Angelika Irmgrund, Leiterin der Umweltstation Reichelshof, erläutert den Ingenieurinnen sowie Studentinnen das Angebot der staatlich anerkannten Umweltbildungsstation Reichelshof  

Ziel des „BayernMentoring“ ist es, junge Frauen in technischen Studiengängen berufsorientierend zu begleiten 

Im Natur- und Umweltgarten Reichelshof nutzten 17 Teilnehmer- innen im Rahmen des Projekts „Bayern Mentoring/WoMenTec" die Möglichkeit, die Vielfalt der Natur mit allen Sinnen zu erleben.
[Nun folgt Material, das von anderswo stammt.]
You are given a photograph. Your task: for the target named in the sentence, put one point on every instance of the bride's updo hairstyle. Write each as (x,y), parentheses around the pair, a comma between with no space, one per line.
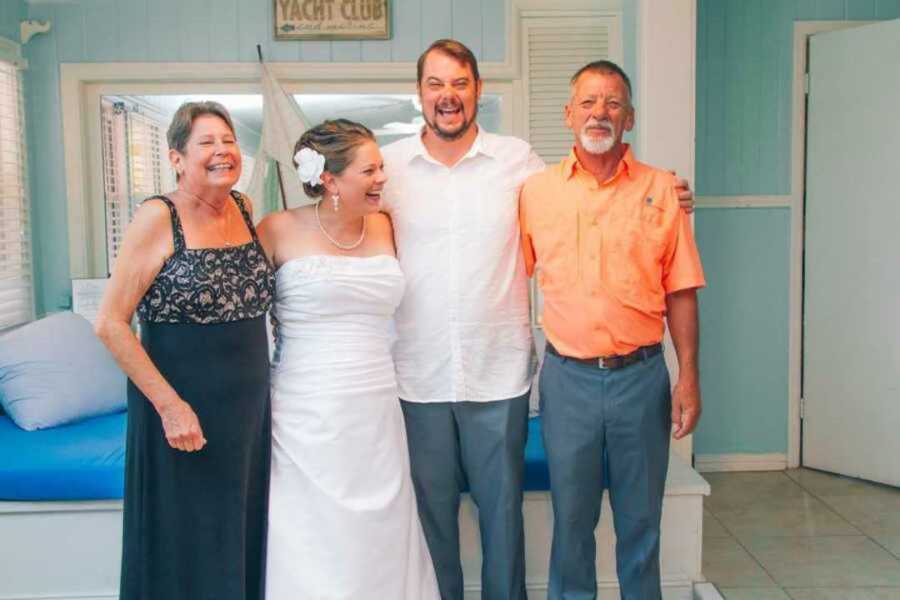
(337,141)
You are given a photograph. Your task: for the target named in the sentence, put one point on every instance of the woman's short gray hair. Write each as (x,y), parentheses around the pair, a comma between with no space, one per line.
(183,122)
(337,141)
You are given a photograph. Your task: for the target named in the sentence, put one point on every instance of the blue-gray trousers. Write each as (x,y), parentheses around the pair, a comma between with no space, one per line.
(479,446)
(605,425)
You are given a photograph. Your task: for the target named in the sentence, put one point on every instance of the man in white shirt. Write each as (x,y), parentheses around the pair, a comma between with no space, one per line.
(464,353)
(464,348)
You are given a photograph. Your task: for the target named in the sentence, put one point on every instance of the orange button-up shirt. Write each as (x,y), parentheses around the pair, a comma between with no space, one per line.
(606,254)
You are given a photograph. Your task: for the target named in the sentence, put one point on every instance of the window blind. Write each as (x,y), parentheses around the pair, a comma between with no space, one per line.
(16,286)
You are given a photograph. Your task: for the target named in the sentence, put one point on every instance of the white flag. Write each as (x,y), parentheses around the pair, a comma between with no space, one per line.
(283,124)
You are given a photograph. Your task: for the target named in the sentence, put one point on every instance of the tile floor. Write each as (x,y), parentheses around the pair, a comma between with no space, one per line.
(801,534)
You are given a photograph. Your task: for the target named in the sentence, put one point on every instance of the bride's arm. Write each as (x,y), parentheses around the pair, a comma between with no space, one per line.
(382,232)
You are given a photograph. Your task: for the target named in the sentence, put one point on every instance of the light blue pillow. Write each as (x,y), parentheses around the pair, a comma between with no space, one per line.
(56,371)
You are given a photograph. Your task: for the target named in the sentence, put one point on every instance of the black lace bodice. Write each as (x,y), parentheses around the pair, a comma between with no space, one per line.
(210,285)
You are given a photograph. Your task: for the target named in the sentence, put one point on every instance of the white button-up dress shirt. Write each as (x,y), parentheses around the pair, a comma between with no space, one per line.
(463,326)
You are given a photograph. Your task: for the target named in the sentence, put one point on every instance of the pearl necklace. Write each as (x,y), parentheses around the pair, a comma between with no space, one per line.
(355,244)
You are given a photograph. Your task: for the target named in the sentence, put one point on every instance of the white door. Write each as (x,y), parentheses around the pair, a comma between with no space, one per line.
(851,353)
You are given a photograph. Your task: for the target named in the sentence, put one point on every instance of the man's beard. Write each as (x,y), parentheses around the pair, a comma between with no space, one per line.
(593,145)
(451,136)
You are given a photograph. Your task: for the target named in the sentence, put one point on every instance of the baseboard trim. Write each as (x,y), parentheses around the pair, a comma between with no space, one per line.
(706,591)
(712,463)
(113,596)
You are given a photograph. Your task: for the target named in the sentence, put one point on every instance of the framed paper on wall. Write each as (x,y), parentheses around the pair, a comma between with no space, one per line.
(332,19)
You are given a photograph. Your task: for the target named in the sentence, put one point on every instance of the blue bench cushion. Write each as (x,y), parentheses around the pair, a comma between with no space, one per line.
(82,461)
(86,460)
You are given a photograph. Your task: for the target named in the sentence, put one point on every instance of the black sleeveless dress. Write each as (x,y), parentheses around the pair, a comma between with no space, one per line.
(195,523)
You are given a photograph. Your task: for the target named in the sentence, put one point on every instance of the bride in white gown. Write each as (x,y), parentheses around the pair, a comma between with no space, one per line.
(342,513)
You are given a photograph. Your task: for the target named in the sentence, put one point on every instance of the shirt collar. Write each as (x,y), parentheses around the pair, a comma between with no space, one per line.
(627,165)
(479,146)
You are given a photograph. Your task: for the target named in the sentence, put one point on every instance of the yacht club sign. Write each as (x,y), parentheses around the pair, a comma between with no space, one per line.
(332,20)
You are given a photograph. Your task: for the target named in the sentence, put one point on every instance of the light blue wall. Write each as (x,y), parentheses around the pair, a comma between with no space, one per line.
(744,325)
(11,12)
(744,71)
(192,31)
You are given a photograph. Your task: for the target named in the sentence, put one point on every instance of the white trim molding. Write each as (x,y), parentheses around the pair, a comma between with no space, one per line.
(712,463)
(743,201)
(11,51)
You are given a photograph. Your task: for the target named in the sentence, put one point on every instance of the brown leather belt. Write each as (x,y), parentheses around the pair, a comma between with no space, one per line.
(613,362)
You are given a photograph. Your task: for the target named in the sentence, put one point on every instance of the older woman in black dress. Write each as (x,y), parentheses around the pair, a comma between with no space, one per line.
(198,447)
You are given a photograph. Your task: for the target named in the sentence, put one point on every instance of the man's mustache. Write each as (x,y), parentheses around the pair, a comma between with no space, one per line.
(604,124)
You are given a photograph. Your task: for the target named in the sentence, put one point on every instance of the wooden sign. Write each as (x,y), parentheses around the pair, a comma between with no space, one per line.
(332,20)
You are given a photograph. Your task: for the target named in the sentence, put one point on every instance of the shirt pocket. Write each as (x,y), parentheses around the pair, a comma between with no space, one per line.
(633,250)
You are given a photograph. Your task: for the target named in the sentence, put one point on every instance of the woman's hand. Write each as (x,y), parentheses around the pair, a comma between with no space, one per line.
(181,426)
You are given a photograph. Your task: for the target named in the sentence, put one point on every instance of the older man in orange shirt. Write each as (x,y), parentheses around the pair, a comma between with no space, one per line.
(614,256)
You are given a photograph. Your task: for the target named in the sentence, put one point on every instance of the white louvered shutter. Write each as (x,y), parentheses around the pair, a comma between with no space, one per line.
(554,47)
(134,165)
(16,290)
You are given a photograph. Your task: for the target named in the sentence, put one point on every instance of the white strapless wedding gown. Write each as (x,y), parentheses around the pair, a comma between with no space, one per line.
(343,522)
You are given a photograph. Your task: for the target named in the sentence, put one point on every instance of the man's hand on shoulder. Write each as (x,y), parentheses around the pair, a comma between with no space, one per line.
(685,195)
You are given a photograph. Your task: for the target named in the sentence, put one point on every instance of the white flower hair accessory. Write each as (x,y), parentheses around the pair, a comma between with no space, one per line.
(310,166)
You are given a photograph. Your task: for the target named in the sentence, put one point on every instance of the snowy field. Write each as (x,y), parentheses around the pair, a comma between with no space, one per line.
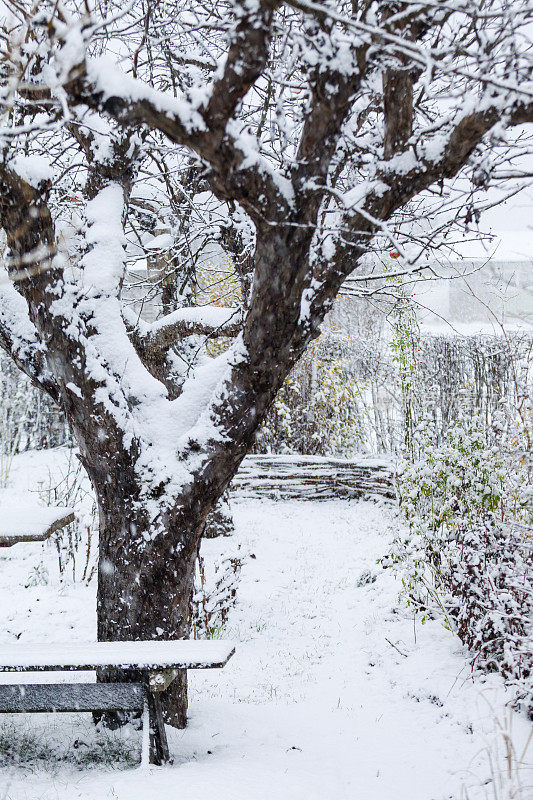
(333,694)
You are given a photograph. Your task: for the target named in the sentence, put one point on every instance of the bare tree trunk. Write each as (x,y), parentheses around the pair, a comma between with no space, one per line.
(145,587)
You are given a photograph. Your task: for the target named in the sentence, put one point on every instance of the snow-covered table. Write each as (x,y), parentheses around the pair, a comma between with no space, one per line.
(31,523)
(158,664)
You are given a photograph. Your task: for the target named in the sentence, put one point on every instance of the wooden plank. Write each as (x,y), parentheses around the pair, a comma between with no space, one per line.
(146,656)
(313,477)
(47,697)
(159,753)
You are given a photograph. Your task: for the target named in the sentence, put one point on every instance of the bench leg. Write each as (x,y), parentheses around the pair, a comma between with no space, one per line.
(158,737)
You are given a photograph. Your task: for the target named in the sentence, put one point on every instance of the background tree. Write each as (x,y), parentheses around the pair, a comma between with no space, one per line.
(297,134)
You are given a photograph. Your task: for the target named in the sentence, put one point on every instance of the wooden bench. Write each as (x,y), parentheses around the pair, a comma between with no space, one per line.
(158,663)
(31,523)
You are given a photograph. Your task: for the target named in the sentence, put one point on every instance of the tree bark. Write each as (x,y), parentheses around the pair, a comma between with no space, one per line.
(145,586)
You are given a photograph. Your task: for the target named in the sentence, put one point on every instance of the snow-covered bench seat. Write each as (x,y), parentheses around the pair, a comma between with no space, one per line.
(157,662)
(31,523)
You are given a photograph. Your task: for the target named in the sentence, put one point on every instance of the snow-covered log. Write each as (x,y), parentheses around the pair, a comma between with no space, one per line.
(313,478)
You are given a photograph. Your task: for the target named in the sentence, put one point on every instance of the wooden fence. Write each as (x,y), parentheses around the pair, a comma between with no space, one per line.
(297,477)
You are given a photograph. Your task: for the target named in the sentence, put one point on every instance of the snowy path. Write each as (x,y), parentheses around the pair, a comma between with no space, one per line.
(332,694)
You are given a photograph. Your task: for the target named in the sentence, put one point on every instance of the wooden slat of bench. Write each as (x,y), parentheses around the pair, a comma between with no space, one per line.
(41,697)
(146,656)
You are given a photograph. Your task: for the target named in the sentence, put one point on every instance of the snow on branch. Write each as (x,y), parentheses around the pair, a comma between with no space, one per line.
(161,335)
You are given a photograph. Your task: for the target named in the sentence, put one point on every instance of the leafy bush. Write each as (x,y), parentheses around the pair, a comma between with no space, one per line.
(467,556)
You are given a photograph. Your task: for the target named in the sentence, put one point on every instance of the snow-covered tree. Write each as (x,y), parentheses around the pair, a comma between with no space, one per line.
(293,133)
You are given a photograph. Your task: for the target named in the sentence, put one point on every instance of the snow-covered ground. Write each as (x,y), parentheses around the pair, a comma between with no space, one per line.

Sie informierten sich bei einem Rundgang auf dem weitläufigen, barrierefreien Gelände u.a. über die zahlreichen Fischarten, die den Main bevölkern und über die Nützlichkeit der Bienen und der Imkerei. Der Kräutergarten, so die Projektkoordinatorin M. Eng. Dipl.-Ing. Irmgard Krammer, bot die Gelegenheit, den Duft von verschiedenen Gewürzkräutern und Heilpflanzen zu schnuppern, sie zu kosten und Näheres über ihre Wirkung zu erfahren. Im Asiagarten spürten die Teilnehmerinnen die Wirkung, die die fernöstlichen Gestaltungselemente ausstrahlen. Den Technikerinnen wurde erläutert, welche Rolle die Umweltbildung 

spiele und wie unverzichtbar intakte Lebensräume für die Tier- und Pflanzenwelt seien. 

 

 

Mentorinnen und Mentees beobachteten im Asiagarten die Wirkung eines schwingenden Pendels. (Fotos FHWS / Krammer) 

 

Ziel des „BayernMentoring“ ist es, junge Frauen in technischen Studiengängen berufsorientierend zu begleiten, ihre Persönlichkeitsentwicklung zu fördern und einen erfolgreichen Studienabschluss zu ermöglichen. Den Fachfrauen aus der Wirtschaft und dem engagierten weiblichen Ingenieur-Nachwuchs bietet das Projekt die Möglichkeit, Netzwerke zu knüpfen und berufliche Strategien zu entwickeln.  

 

Die Mentorinnen und Mentees der FHWS blickten bei der Abschlussveranstaltung auf den Projektzeitraum 2016/2017 zurück, tauschten sich über die Erfahrungen, die sie in ihrer Tandembeziehung und durch das Rahmenprogramm gemacht hatten, aus und stellten mit der Projektkoordinatorin Krammer die Weichen für den Ablauf im Wintersemester 2017/2018.